深入分析kubelet(1)——获取Pod创建请求

kubelet组件巨复杂,所以将分成几个部分分析。

职责猜想

kubelet主要干以下工作:

  1. 创建Pod
  2. 管理Pod
  3. 上报Node信息
  4. GC

获取请求

创建Pod首先需要获取Pod创建请求,本文主要分析这个模块。与其他K8S组件不同,kubelet代码风格独树一帜,代码复杂度也高了几个档次,我也是经过一天的梳理之后,才找到入口。

总的来说,kubelet可以通过三种方式创建Pod。分别是StaticPodPathStaticPodURLapiserver,前两个都是用来创建static pod,已这三个为切入点,分析kubelet。

StaticPod

简单来说,不是通过apiserver创建的Pod,都是static pod。应用场景就是kubeadm,除了kubelet以外的组件,都是static pod,因为当时apiserver还没起,所以只能用static pod创建。
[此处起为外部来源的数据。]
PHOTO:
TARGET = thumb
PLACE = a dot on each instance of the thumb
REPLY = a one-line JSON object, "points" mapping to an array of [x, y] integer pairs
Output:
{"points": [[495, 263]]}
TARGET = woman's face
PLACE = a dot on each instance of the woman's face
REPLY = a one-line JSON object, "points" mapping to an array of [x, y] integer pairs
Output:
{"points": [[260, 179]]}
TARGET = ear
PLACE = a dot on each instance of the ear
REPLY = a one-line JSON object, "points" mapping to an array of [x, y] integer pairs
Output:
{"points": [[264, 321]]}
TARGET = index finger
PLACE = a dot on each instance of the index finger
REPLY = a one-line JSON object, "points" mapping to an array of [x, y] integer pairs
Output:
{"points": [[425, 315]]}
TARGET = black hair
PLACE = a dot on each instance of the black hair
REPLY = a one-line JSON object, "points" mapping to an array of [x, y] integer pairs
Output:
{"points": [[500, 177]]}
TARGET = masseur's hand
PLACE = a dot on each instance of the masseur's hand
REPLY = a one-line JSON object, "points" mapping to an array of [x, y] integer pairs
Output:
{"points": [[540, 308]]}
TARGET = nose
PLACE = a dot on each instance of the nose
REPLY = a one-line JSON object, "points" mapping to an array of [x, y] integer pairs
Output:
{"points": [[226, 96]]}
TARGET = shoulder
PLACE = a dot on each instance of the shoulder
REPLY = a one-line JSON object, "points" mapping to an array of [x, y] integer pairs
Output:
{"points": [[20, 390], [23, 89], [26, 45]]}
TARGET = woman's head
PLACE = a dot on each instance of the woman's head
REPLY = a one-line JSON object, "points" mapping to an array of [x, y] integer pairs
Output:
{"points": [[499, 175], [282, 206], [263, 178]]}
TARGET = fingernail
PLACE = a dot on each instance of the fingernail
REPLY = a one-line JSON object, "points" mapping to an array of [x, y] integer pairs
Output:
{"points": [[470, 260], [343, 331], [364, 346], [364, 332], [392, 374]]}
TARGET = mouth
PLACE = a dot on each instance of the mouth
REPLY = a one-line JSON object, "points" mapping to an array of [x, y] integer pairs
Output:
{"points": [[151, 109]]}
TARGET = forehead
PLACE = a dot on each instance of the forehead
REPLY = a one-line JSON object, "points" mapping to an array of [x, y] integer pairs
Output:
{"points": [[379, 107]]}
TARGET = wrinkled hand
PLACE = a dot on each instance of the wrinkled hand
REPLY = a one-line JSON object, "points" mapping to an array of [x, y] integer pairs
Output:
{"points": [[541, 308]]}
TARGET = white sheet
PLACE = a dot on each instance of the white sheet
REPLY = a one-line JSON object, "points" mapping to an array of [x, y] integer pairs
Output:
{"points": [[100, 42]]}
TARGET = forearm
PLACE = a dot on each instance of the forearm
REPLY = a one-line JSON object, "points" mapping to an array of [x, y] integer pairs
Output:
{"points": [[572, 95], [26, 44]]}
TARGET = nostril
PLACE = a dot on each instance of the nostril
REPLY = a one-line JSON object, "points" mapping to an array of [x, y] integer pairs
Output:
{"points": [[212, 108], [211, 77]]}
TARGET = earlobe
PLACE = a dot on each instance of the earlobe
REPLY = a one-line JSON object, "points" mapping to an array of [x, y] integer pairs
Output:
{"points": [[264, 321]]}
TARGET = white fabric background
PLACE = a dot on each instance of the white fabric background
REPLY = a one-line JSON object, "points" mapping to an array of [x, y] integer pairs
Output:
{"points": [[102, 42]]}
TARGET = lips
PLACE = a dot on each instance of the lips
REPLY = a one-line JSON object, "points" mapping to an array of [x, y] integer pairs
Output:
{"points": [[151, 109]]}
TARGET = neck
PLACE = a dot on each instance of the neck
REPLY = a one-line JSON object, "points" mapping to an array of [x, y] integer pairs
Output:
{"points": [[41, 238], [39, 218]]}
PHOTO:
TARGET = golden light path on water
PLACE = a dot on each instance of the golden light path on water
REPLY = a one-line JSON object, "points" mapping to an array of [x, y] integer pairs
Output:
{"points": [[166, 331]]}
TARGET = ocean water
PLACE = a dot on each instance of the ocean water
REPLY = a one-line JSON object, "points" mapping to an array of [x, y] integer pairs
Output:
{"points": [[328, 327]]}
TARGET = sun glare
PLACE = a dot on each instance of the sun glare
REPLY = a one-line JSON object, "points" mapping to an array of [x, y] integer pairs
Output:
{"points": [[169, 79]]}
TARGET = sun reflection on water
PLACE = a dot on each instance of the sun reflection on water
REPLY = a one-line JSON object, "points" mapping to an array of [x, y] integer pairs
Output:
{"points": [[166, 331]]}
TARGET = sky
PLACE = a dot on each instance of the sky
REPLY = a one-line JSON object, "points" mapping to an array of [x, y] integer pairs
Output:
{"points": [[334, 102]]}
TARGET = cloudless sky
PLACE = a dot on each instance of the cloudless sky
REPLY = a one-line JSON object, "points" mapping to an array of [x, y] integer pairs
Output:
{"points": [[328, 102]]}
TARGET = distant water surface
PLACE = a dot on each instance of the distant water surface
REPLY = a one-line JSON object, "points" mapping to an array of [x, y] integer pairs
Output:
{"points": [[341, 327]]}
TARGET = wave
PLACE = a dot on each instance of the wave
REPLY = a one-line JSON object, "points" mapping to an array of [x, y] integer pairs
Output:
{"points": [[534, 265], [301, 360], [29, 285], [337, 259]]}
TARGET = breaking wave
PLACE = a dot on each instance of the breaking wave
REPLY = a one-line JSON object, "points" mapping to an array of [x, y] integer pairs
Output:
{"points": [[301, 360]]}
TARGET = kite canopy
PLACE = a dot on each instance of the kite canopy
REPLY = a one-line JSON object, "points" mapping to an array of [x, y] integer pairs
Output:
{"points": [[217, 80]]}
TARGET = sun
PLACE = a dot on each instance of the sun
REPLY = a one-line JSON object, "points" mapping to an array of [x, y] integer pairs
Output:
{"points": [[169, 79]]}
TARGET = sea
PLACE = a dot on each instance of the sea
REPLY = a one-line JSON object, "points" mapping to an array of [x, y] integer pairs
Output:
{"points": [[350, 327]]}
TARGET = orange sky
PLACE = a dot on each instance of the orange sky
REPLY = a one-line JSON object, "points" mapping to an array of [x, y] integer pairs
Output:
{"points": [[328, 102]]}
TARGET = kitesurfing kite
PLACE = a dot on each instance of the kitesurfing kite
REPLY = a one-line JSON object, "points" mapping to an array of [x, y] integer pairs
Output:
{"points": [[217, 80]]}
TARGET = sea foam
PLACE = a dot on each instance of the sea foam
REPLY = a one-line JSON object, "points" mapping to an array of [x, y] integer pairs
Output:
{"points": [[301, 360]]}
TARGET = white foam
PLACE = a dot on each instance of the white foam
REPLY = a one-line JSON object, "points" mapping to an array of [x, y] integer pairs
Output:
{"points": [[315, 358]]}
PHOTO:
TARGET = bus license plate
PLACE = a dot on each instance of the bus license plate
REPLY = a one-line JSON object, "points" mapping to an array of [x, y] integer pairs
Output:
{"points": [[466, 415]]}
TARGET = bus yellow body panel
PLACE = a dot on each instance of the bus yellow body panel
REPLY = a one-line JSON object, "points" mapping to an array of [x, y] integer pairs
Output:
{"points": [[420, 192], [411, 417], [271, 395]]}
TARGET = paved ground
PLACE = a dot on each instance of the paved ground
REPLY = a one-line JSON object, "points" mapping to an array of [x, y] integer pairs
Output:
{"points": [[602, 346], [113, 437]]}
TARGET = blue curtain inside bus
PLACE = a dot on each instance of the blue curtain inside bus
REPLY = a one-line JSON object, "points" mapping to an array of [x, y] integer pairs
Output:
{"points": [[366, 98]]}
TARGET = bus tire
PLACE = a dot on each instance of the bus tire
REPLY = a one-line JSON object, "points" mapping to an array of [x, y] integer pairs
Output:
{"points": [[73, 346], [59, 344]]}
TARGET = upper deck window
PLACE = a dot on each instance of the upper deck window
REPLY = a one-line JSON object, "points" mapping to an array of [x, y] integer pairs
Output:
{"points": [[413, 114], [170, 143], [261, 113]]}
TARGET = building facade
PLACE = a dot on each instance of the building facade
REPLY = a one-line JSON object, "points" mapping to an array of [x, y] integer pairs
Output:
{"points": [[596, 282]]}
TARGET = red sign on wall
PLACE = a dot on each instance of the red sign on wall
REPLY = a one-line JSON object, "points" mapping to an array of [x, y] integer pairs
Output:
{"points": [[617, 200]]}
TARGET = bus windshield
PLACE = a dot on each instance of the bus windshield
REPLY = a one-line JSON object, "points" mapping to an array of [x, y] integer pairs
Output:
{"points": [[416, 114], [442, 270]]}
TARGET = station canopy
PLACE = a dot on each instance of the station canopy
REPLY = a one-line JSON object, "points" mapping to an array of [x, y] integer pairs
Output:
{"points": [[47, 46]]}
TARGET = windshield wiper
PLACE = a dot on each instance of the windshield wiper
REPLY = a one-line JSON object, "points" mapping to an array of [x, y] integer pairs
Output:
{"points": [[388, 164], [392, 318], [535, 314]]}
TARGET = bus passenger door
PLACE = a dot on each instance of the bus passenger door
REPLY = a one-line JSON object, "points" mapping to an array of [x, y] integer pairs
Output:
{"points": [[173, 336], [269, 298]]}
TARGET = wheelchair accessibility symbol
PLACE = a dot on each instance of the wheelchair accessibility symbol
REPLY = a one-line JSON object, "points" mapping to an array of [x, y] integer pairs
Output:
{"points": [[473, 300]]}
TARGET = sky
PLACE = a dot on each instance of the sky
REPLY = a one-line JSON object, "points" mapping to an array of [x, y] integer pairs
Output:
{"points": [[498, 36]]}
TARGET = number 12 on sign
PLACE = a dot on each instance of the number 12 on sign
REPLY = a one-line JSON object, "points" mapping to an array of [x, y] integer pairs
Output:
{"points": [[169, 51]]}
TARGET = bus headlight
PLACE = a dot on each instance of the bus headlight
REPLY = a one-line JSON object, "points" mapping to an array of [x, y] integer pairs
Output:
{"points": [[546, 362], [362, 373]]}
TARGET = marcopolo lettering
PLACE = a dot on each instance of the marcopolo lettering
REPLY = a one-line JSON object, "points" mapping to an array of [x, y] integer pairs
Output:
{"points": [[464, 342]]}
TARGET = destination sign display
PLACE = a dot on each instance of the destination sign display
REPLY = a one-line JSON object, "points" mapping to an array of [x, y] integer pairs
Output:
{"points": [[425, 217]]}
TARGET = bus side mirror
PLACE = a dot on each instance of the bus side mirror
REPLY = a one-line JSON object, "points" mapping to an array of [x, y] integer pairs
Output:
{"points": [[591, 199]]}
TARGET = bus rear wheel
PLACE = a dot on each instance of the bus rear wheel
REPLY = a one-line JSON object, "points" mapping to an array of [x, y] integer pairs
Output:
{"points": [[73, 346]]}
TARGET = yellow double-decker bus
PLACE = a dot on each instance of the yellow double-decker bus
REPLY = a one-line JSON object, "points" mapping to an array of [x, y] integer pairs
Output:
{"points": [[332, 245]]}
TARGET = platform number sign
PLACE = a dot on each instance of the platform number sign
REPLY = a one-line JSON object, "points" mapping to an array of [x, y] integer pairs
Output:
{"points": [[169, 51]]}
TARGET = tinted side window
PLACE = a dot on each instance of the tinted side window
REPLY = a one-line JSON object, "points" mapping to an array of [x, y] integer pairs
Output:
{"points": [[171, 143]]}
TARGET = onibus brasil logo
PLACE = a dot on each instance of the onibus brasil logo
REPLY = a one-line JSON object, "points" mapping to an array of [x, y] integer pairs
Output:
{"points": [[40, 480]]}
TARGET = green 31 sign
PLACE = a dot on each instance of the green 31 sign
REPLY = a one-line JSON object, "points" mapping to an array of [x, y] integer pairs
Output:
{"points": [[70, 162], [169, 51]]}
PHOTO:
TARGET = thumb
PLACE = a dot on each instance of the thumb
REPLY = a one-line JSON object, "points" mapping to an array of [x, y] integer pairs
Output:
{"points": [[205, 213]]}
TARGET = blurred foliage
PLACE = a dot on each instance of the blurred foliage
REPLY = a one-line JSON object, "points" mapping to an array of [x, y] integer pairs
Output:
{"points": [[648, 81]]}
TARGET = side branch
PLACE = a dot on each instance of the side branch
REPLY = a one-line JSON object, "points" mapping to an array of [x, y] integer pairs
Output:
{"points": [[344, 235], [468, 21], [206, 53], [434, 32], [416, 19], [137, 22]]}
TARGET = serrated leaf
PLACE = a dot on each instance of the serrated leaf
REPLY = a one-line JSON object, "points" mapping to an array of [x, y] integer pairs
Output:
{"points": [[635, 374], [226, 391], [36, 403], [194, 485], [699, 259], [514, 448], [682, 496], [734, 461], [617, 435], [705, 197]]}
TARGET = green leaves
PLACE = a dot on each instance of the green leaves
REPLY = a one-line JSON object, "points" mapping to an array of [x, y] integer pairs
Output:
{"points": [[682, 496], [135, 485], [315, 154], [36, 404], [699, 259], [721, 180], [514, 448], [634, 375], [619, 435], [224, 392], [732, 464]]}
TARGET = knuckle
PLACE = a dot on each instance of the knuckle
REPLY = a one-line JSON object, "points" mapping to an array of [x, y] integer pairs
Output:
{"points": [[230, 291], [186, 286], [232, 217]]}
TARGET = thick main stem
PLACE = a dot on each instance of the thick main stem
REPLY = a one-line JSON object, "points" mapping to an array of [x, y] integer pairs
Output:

创建static pod有两种方式,配置文件和HTTP。详见static pod

staticPodPath is the path to the directory containing local (static) pods to run, or the path to a single static pod file.
staticPodURL is the URL for accessing static pods to run

code

k8s.io\kubernetes\pkg\kubelet\config\config.go

// PodConfig is a configuration mux that merges many sources of pod configuration into a single
// consistent structure, and then delivers incremental change notifications to listeners
// in order.
type PodConfig struct {
    pods *podStorage
    mux  *config.Mux

    // the channel of denormalized changes passed to listeners
    updates chan kubetypes.PodUpdate

    // contains the list of all configured sources
    sourcesLock       sync.Mutex
    sources           sets.String
    checkpointManager checkpointmanager.CheckpointManager
}

// PodUpdate defines an operation sent on the channel. You can add or remove single services by
// sending an array of size one and Op == ADD|REMOVE (with REMOVE, only the ID is required).
// For setting the state of the system to a given state for this source configuration, set
// Pods as desired and Op to SET, which will reset the system state to that specified in this
// operation for this source channel. To remove all pods, set Pods to empty object and Op to SET.
type PodUpdate struct {
    Pods   []*v1.Pod
    Op     PodOperation
    Source string
}

PodConfig中,我们需要重点关注podsupdates。其中updates是一个生产者消费者channel,所有的修改都必须通过它派发出去。所以大胆揣测,所有的Pod请求都发给updates,然后会有workers一直处理updates

k8s.io\kubernetes\pkg\kubelet\kubelet.go

// makePodSourceConfig creates a config.PodConfig from the given
// KubeletConfiguration or returns an error.
func makePodSourceConfig(kubeCfg *kubeletconfiginternal.KubeletConfiguration, kubeDeps *Dependencies, nodeName types.NodeName, bootstrapCheckpointPath string) (*config.PodConfig, error) {
    cfg := config.NewPodConfig(config.PodConfigNotificationIncremental, kubeDeps.Recorder)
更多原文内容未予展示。